I C O S A H E D R O N 1
2016 Oil, Acrylic, on Gessoed Cotton Archival Fine Art Paper (44 x 30" unframed) at $1900.
SIgned, titled, dated on back and initialed on front.
G E O M A T R I A
In this Multidimensional Fine Art series we explore the ancient esoteric wisdom of geomatria or "sacred geometry" which was orally passed on throughout the ages by Kabbalic priests. Geomatria can also be found throughout the paintings and drawings -- in an original, and truly remarkable, style -- of Leonardo da Vinci, considered one of the greatest artists in human history.
As a species, we are finally beginning to "remember" and understand the untapped power that sacred geometrical shapes have on our subconscious mind -- effecting our emotional and physical state of well-being. In ancient times, the "Flower of Life," the "Merkaba," the "Platonic Solids," and other ancient geometrical shapes were ubiquitous, as they were believed to bring balance, harmony, and etheric healing to those who gazed upon them and "synced" with their higher harmonic frequency.
Plato believed that he could describe the Universe using five simple shapes, and he made these solids central to a vision of the physical world, connecting the ideal to real, and metaphorically demonstrating that every microcosm is a mirror image of a much grander macrocosm.

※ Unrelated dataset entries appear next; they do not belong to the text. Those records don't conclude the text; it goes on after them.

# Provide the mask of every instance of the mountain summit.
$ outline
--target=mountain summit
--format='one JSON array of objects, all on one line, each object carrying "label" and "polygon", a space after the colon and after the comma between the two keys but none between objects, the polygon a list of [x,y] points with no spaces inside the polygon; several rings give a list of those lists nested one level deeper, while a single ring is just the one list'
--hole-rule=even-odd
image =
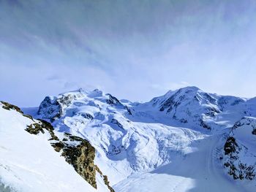
[{"label": "mountain summit", "polygon": [[138,103],[79,89],[46,96],[23,134],[48,123],[50,147],[98,191],[254,191],[255,101],[187,87]]}]

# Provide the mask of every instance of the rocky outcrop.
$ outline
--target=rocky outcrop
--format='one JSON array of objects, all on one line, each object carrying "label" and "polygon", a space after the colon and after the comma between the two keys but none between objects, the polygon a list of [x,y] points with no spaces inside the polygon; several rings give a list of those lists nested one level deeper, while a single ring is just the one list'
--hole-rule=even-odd
[{"label": "rocky outcrop", "polygon": [[[72,143],[72,144],[70,144]],[[53,142],[56,151],[61,150],[66,161],[94,188],[97,188],[94,165],[95,149],[91,144],[78,137],[65,134],[62,141]]]},{"label": "rocky outcrop", "polygon": [[53,127],[47,121],[40,120],[28,126],[26,129],[30,134],[45,134],[48,131],[50,138],[51,145],[56,152],[60,152],[67,163],[72,165],[75,170],[91,185],[97,188],[96,171],[102,175],[105,183],[111,192],[113,189],[109,185],[108,177],[103,175],[99,169],[94,164],[95,149],[86,139],[65,133],[61,141],[53,132]]},{"label": "rocky outcrop", "polygon": [[224,167],[228,174],[234,180],[255,180],[255,155],[252,144],[255,142],[256,120],[253,118],[244,117],[237,121],[223,147],[223,156],[221,157]]},{"label": "rocky outcrop", "polygon": [[[46,99],[46,101],[49,101]],[[48,101],[46,101],[48,103]],[[17,106],[7,102],[1,101],[2,107],[5,110],[15,110],[26,118],[29,118],[34,123],[27,126],[25,129],[31,134],[49,134],[48,140],[56,152],[60,152],[65,158],[67,163],[71,164],[75,170],[91,185],[97,188],[96,171],[100,173],[108,188],[114,192],[110,186],[108,177],[103,175],[99,167],[94,164],[95,148],[86,139],[65,133],[64,137],[60,140],[54,134],[54,128],[52,125],[42,119],[34,120],[30,115],[24,115],[21,110]],[[44,105],[43,104],[42,105]],[[89,117],[91,118],[91,117]],[[10,191],[10,189],[0,183],[1,191]]]}]

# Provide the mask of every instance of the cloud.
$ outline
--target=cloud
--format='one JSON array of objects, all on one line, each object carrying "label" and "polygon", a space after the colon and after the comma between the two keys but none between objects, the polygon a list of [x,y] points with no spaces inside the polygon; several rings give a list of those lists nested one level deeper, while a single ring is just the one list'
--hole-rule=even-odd
[{"label": "cloud", "polygon": [[253,96],[255,7],[254,1],[1,1],[1,99],[33,106],[83,87],[145,101],[187,85]]}]

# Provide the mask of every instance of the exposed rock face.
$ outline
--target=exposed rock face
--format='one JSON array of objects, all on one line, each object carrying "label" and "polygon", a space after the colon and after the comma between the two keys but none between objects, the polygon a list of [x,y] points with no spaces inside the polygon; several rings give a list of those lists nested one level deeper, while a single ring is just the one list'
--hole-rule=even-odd
[{"label": "exposed rock face", "polygon": [[[80,137],[65,134],[61,142],[52,143],[57,152],[62,150],[66,161],[72,164],[75,171],[89,183],[97,188],[96,170],[94,165],[95,149],[91,144]],[[75,145],[70,145],[70,143]]]},{"label": "exposed rock face", "polygon": [[108,176],[107,175],[104,175],[102,174],[102,172],[99,170],[99,167],[97,165],[95,166],[95,169],[96,169],[96,171],[98,173],[99,173],[100,176],[103,177],[103,180],[104,180],[105,185],[106,185],[108,186],[108,188],[110,191],[110,192],[115,192],[115,191],[113,189],[113,188],[110,187],[110,185],[109,184]]},{"label": "exposed rock face", "polygon": [[109,185],[108,177],[103,175],[99,169],[94,164],[95,149],[91,144],[76,136],[65,133],[61,141],[54,134],[53,127],[47,121],[40,120],[40,123],[35,123],[28,126],[26,131],[30,134],[45,134],[48,131],[50,138],[51,145],[56,152],[61,152],[67,163],[72,164],[75,170],[91,185],[97,188],[96,170],[102,175],[105,183],[111,192],[113,189]]},{"label": "exposed rock face", "polygon": [[[65,104],[69,104],[67,101],[70,98],[67,96],[67,99],[61,98],[61,102]],[[7,102],[1,101],[2,103],[2,107],[5,110],[15,110],[17,112],[21,113],[23,116],[29,118],[34,120],[30,115],[24,115],[21,110],[12,104]],[[49,98],[46,98],[42,104],[42,107],[49,107],[49,102],[50,105],[53,104],[50,102]],[[42,107],[44,106],[44,107]],[[53,106],[55,106],[53,104]],[[56,104],[57,106],[57,104]],[[58,107],[57,107],[58,108]],[[53,108],[52,108],[53,109]],[[41,109],[42,110],[42,109]],[[50,115],[50,114],[49,114]],[[92,117],[86,115],[86,118],[91,118]],[[108,177],[103,175],[99,169],[94,164],[95,158],[95,149],[91,145],[89,142],[79,137],[72,136],[69,134],[64,134],[64,137],[61,141],[56,137],[53,132],[53,127],[51,124],[44,120],[34,120],[34,123],[28,126],[25,129],[29,134],[38,134],[48,133],[50,134],[50,139],[51,145],[54,147],[57,152],[61,152],[61,155],[66,159],[66,161],[72,164],[75,171],[91,185],[97,188],[96,182],[96,170],[103,177],[103,180],[111,192],[114,192],[113,189],[109,185]],[[5,188],[0,183],[1,191],[10,191],[10,189],[7,187]]]},{"label": "exposed rock face", "polygon": [[236,122],[224,145],[223,165],[234,180],[255,179],[255,155],[251,149],[255,123],[255,118],[246,117]]}]

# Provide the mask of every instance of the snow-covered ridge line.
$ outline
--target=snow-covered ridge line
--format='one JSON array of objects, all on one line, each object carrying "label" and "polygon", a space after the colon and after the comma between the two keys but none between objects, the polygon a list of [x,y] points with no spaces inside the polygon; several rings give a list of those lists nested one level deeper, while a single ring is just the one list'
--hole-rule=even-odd
[{"label": "snow-covered ridge line", "polygon": [[[60,155],[59,155],[59,162],[58,164],[61,163],[61,164],[64,164],[63,162],[64,162],[64,159],[66,159],[66,161],[69,164],[70,164],[74,168],[75,170],[85,180],[83,180],[84,183],[86,183],[86,181],[91,184],[91,186],[93,186],[94,188],[98,188],[99,191],[114,191],[111,187],[109,185],[108,181],[108,177],[102,174],[102,172],[100,171],[98,166],[97,166],[94,163],[94,156],[95,156],[95,150],[94,148],[90,145],[90,143],[78,137],[73,137],[69,134],[64,134],[63,138],[61,140],[54,133],[54,128],[48,122],[44,121],[42,120],[34,120],[31,116],[24,115],[23,112],[20,110],[20,108],[18,108],[16,106],[10,104],[7,102],[1,101],[0,103],[0,132],[1,134],[0,134],[1,137],[4,137],[4,134],[10,134],[8,131],[12,131],[13,134],[10,134],[8,137],[11,137],[12,139],[20,139],[21,142],[21,145],[19,146],[20,151],[18,153],[18,154],[16,154],[15,153],[12,153],[11,152],[10,153],[7,153],[7,155],[10,156],[10,161],[8,159],[8,158],[4,158],[3,159],[4,161],[1,161],[0,162],[0,183],[1,183],[1,188],[3,188],[3,190],[6,190],[8,191],[44,191],[43,185],[45,185],[44,183],[38,183],[37,181],[37,179],[39,179],[39,177],[35,177],[34,180],[31,180],[31,182],[37,181],[38,183],[35,185],[35,183],[29,182],[20,182],[18,183],[18,181],[15,181],[15,177],[18,177],[18,175],[21,175],[23,174],[23,172],[15,172],[15,166],[13,167],[13,169],[12,168],[12,164],[13,162],[12,159],[12,156],[16,156],[18,155],[18,158],[19,155],[20,155],[20,158],[22,161],[24,161],[27,158],[29,158],[30,161],[25,161],[24,162],[21,163],[22,165],[19,165],[19,166],[22,167],[27,167],[30,166],[29,162],[32,159],[37,159],[40,161],[45,157],[48,159],[44,160],[43,162],[49,162],[49,164],[53,164],[53,168],[51,171],[49,171],[49,172],[45,172],[46,175],[49,176],[50,178],[52,178],[53,175],[54,175],[53,172],[57,172],[58,173],[58,169],[59,167],[54,166],[54,159],[56,161],[57,158],[52,157],[53,156],[53,149],[50,150],[49,149],[48,145],[40,145],[40,141],[42,140],[48,140],[48,144],[52,145],[55,150],[57,152],[61,152],[61,155],[64,157],[64,158],[61,158]],[[10,112],[9,112],[10,111]],[[10,117],[12,115],[12,118]],[[5,120],[4,118],[11,118],[10,123],[6,124],[6,123],[8,122],[8,119]],[[16,130],[17,128],[13,127],[14,130],[10,130],[10,126],[12,127],[15,125],[20,124],[20,129]],[[9,126],[9,127],[8,127]],[[5,128],[5,129],[3,129]],[[2,132],[4,131],[4,133]],[[17,132],[19,133],[19,134],[17,134]],[[31,141],[31,142],[29,142],[29,140],[28,141],[23,141],[23,138],[24,137],[24,139],[26,137],[31,137],[29,135],[35,135],[36,137],[34,137],[34,140]],[[32,136],[33,137],[33,136]],[[32,138],[31,137],[31,139]],[[1,138],[2,139],[4,138]],[[37,139],[39,140],[37,141]],[[3,139],[3,142],[4,142],[4,139]],[[24,142],[25,144],[22,144]],[[34,143],[34,145],[33,145]],[[50,153],[48,153],[47,155],[44,154],[43,155],[41,155],[39,151],[37,151],[37,153],[30,154],[30,152],[34,152],[33,150],[31,151],[27,151],[28,150],[26,148],[26,145],[28,145],[29,146],[33,146],[34,148],[40,147],[41,150],[43,150],[44,149],[46,150],[48,150]],[[2,149],[8,149],[9,146],[8,142],[1,142],[0,141],[0,151]],[[23,146],[24,145],[24,146]],[[53,150],[54,151],[54,150]],[[4,153],[4,150],[3,151],[3,153]],[[29,156],[26,156],[25,154],[29,153]],[[56,153],[57,154],[57,153]],[[56,154],[54,154],[56,156]],[[53,161],[52,161],[53,158]],[[41,160],[42,159],[42,160]],[[18,162],[16,164],[19,164]],[[42,172],[42,170],[41,169],[45,169],[45,167],[43,166],[43,164],[42,164],[42,167],[34,167],[35,165],[33,165],[34,168],[31,169],[37,169],[37,172]],[[66,163],[67,164],[67,163]],[[49,165],[48,165],[49,166]],[[63,165],[62,165],[63,166]],[[68,164],[65,165],[64,167],[69,166]],[[47,170],[50,167],[46,167]],[[71,166],[70,166],[71,167]],[[60,167],[61,168],[61,167]],[[70,169],[70,168],[69,168]],[[2,172],[4,170],[4,172]],[[72,170],[72,169],[71,169]],[[75,171],[74,170],[74,171]],[[82,181],[80,180],[79,174],[74,172],[73,170],[69,171],[68,172],[60,172],[60,173],[62,172],[64,175],[61,176],[61,178],[60,178],[59,180],[58,180],[58,177],[56,177],[56,178],[54,179],[56,180],[55,185],[58,185],[58,183],[64,182],[65,180],[64,180],[62,177],[64,177],[66,174],[67,178],[69,178],[69,177],[78,177],[78,179],[75,179],[73,181],[68,182],[67,181],[67,183],[63,185],[62,184],[59,184],[57,185],[57,188],[53,186],[50,186],[50,188],[48,188],[48,191],[70,191],[70,188],[74,188],[75,189],[80,189],[83,190],[88,189],[88,191],[94,191],[91,187],[89,187],[89,184],[83,184]],[[96,175],[96,172],[98,172],[98,175]],[[78,176],[75,176],[78,175]],[[33,174],[30,174],[29,172],[27,173],[27,176],[29,177],[29,178],[31,177],[34,177]],[[49,177],[49,178],[50,178]],[[18,178],[18,177],[17,177]],[[22,178],[23,179],[23,178]],[[46,181],[45,181],[46,182]],[[50,180],[47,180],[47,182],[52,182]],[[41,184],[40,184],[41,183]],[[104,186],[104,185],[107,185]],[[77,185],[77,186],[75,186]],[[69,186],[69,187],[68,187]],[[46,185],[47,187],[47,185]],[[50,186],[48,186],[50,187]],[[67,190],[69,189],[69,190]],[[67,190],[67,191],[66,191]]]},{"label": "snow-covered ridge line", "polygon": [[[254,119],[255,99],[219,96],[187,87],[138,103],[119,100],[99,90],[79,89],[46,96],[31,114],[50,122],[59,138],[54,142],[56,150],[61,154],[70,137],[89,141],[95,149],[95,164],[100,168],[95,168],[97,180],[101,179],[101,186],[110,182],[110,191],[205,191],[205,186],[214,182],[222,185],[214,185],[209,191],[246,191],[248,185],[255,183],[255,178],[249,185],[245,183],[251,177],[244,172],[244,176],[238,174],[242,182],[236,180],[234,187],[230,180],[233,175],[228,175],[225,164],[232,161],[233,155],[225,154],[227,139],[223,139],[223,135],[231,137],[243,130],[234,128],[238,120]],[[254,131],[237,132],[234,137],[239,147],[248,150],[238,155],[243,165],[255,166],[255,158],[248,155],[254,154],[250,147],[255,145]],[[249,142],[245,139],[249,134]],[[241,158],[241,154],[247,154],[248,158]],[[163,187],[163,178],[170,186]],[[181,181],[187,185],[182,187]],[[254,191],[249,187],[248,191]]]}]

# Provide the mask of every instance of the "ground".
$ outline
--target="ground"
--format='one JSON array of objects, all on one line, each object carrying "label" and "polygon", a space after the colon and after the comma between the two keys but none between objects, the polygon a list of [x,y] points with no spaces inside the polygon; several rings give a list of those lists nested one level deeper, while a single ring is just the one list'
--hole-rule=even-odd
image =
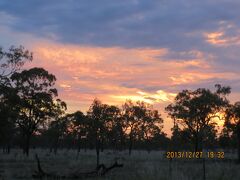
[{"label": "ground", "polygon": [[[96,167],[95,151],[77,153],[76,150],[61,150],[57,155],[48,150],[31,150],[29,157],[20,150],[12,150],[0,154],[0,180],[31,180],[37,170],[35,154],[38,154],[42,168],[50,173],[69,175],[89,172]],[[116,168],[101,178],[107,180],[202,180],[204,177],[202,159],[166,159],[163,151],[134,151],[131,156],[127,152],[106,150],[101,153],[100,163],[112,165],[117,159],[124,166]],[[225,159],[206,159],[205,174],[207,180],[239,180],[240,165],[230,159],[236,159],[235,153],[225,153]]]}]

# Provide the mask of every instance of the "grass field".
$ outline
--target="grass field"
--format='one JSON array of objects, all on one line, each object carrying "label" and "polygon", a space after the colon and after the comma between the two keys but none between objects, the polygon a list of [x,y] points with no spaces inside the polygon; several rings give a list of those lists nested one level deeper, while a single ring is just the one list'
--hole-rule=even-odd
[{"label": "grass field", "polygon": [[[31,150],[25,157],[22,151],[13,150],[11,154],[0,154],[0,180],[30,180],[37,170],[35,154],[38,154],[42,168],[50,173],[69,175],[78,172],[88,172],[96,167],[95,151],[80,152],[61,150],[57,155],[47,150]],[[208,180],[239,180],[240,165],[229,159],[236,159],[235,154],[226,154],[226,159],[206,159],[205,174]],[[109,166],[118,158],[123,163],[122,168],[116,168],[101,178],[107,180],[202,180],[203,161],[201,159],[173,159],[170,161],[164,152],[134,151],[131,156],[127,152],[114,153],[104,151],[100,163]]]}]

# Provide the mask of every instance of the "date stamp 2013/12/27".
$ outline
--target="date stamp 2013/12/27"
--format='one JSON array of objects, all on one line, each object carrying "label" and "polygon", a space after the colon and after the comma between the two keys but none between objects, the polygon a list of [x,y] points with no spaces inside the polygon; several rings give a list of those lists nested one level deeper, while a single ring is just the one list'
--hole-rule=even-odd
[{"label": "date stamp 2013/12/27", "polygon": [[168,151],[166,152],[166,158],[168,159],[200,159],[200,158],[209,158],[209,159],[224,159],[223,151],[197,151],[197,152],[189,152],[189,151]]}]

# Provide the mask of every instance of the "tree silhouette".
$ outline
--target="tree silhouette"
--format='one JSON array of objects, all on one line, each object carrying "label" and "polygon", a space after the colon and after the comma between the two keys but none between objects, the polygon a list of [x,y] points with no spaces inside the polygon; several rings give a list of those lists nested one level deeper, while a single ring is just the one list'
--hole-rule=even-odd
[{"label": "tree silhouette", "polygon": [[204,88],[195,91],[183,90],[178,93],[174,103],[166,107],[176,124],[188,129],[195,144],[195,151],[202,149],[208,133],[206,130],[216,125],[213,118],[220,118],[217,113],[222,112],[229,103],[226,95],[230,93],[230,87],[218,84],[215,87],[215,92]]},{"label": "tree silhouette", "polygon": [[130,100],[126,101],[123,105],[123,118],[129,137],[129,155],[134,141],[144,139],[149,142],[150,138],[162,129],[163,119],[160,114],[144,102],[134,104]]},{"label": "tree silhouette", "polygon": [[231,129],[237,137],[238,162],[240,163],[240,102],[230,105],[227,109],[225,125]]},{"label": "tree silhouette", "polygon": [[0,48],[0,85],[8,83],[8,77],[19,71],[26,61],[32,61],[32,53],[23,46]]},{"label": "tree silhouette", "polygon": [[12,83],[17,90],[19,108],[17,125],[22,131],[26,155],[29,154],[30,138],[38,128],[46,122],[48,117],[54,116],[54,97],[57,90],[52,88],[56,77],[43,68],[32,68],[11,76]]}]

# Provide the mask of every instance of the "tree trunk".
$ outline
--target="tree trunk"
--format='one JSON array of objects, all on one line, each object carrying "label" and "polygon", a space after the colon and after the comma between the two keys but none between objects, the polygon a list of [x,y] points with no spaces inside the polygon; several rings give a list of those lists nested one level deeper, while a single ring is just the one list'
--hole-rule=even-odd
[{"label": "tree trunk", "polygon": [[99,139],[96,138],[96,154],[97,154],[97,167],[99,166],[99,156],[100,156],[100,147],[99,147]]},{"label": "tree trunk", "polygon": [[237,125],[238,163],[240,163],[240,124]]},{"label": "tree trunk", "polygon": [[133,146],[133,138],[132,138],[132,135],[130,134],[130,139],[129,139],[129,156],[132,154],[132,146]]},{"label": "tree trunk", "polygon": [[198,151],[198,149],[199,149],[199,144],[198,144],[198,134],[197,135],[195,135],[195,152],[197,152]]},{"label": "tree trunk", "polygon": [[26,135],[26,142],[25,142],[25,153],[27,156],[29,156],[29,148],[30,148],[30,138],[31,138],[31,135]]}]

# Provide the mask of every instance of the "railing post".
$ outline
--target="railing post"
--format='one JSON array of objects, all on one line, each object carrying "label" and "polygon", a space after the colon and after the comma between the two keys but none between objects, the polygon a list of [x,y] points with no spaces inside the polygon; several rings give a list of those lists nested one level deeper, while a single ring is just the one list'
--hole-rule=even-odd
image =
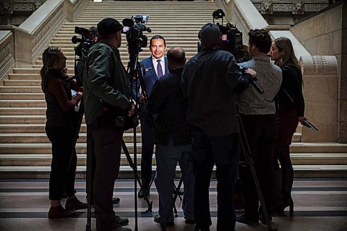
[{"label": "railing post", "polygon": [[336,142],[338,140],[338,69],[333,55],[300,58],[305,103],[305,116],[319,129],[303,127],[303,142]]}]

These shapes, called "the Platonic solids," did not originate with Plato, however. In fact, they go back thousands of years before Plato; you can find stone models of each of the Platonic solids in the Ashmolean Museum at Oxford dating to around 2000 BCE.
The tetrahedron has four triangular faces, the cube six square faces, the octahedron eight triangular faces, the dodecahedron twelve pentagonal faces, and the icosahedron twenty triangular faces. Plato proposed that four of these solids built the Four Elements: sharp-pointed tetrahedra give the sting of Fire, smooth-sliding octahedra give easily-parted Air, droplets icosahedra give Water, and lumpish, packable cubes give Earth. The dodecahedron, at last, is the shape of the Universe as a whole. Later Aristotle emended Plato’s system, suggesting that dodecahedra provide a fifth essence—the space-filling Ether.